Et lorsqu’elle arrive au manoir, elle est face à des responsabilités que la psyché d’une jeune fille de 20 ans avec cette origine qu’on lui connaît ne peut supporter.

Un état émotionnel instable

On s’aperçoit assez vite que la gouvernante est nerveuse. Principalement, parce que le propriétaire des lieux lui a bien fait comprendre qu’elle allait devoir se débrouiller seule alors que notre gouvernante se bat pour lui montrer qu’elle fait de son mieux, pour qu’il apprécie son travail. En un mot, cette jeune fille a besoin d’une reconnaissance que ce maître ne peut lui offrir.

Ce besoin de reconnaissance s’ancre dans le passé de la jeune femme ; ce n’est pas un trauma. Seulement l’influence d’un milieu familial qui la cernait de toutes parts. Une sorte de trauma, en fin de compte.

On peut alors comprendre que cette frustration l’ait déstabilisée émotionnellement. Puis cela crée aussi un paradoxe entre l’opinion généralement admise que le travail d’un collaborateur soit vérifié et la totale responsabilité confiée à une jeune fille qui n’était manifestement pas prête à l’assumer.

Ceci intervient avant que la gouvernante n’aperçoive les premières apparitions. Elle comprend rapidement qu’il n’y a rien d’humain dans ces apparitions car comme toutes les femmes de l’époque victorienne, époque de James qu’il peint dans sa fiction, les histoires de fantômes impressionnent la jeune femme.
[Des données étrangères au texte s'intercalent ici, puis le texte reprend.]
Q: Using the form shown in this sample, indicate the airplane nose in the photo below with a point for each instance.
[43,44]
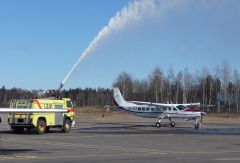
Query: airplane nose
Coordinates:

A la suite des apparitions, la gouvernante perd le sommeil. La fatigue contribue alors au développement de son instabilité mentale et impacte, inconsciemment, sa perception de la réalité. C’est ainsi que le moindre phénomène qu’elle ne peut expliquer lui semble surnaturel.

Un fait aussi semble confirmer que la gouvernante a un problème et que le fantôme n’existe pas : elle est la seule à l’apercevoir. Ainsi, une lecture psychologique est possible puisque les apparitions ne semblent provenir que de l’esprit de la jeune femme.

Cela modifie sa relation aux autres et définit aussi son objectif qui consiste à protéger les enfants. C’est ainsi que la ligne dramatique du personnage principal (la gouvernante) commence à se tracer sous un point de vue subjectif. En tant que lecteurs et lectrices, nous sommes forcément attirés et fascinés par cette ligne.

Il faut noter aussi l’importance des dialogues car lorsque la gouvernante mentionne les apparitions, elle utilise le conditionnel, le temps du doute. Si elle-même met en cause l’existence du fantôme, cette confusion déplace l’histoire sous son aspect psychologique.

Tout le génie de James fut de ne jamais opposé des événements posés de manière objective, indépendamment de tout point de vue, et l’état psychologique d’une jeune femme oscillant entre délires hallucinatoires et paranoïa. La réalité de l’apparition et l’imagination d’une jeune personne ne se confrontent pas car ils nous sont donnés simultanément.
L’existence des fantômes est présupposée, assumée à la fois par le narrateur (ou la narratrice puisque c’est le récit de la gouvernante elle-même qu’on nous relate) et lecteurs & lectrices.

Dans le même coup néanmoins, la gouvernante elle-même met en doute ses perceptions. Ce ne sont pas deux moments différents ; la gouvernante ne clame pas ce qu’elle a vu et cède devant l’incrédulité d’autrui ; elle met en cause aussitôt la réalité de ses perceptions.

Les perceptions sont-elles réelles ou seulement imaginées ? On ne le saura jamais. Nous sommes aussi confus que peuvent l’être les personnages.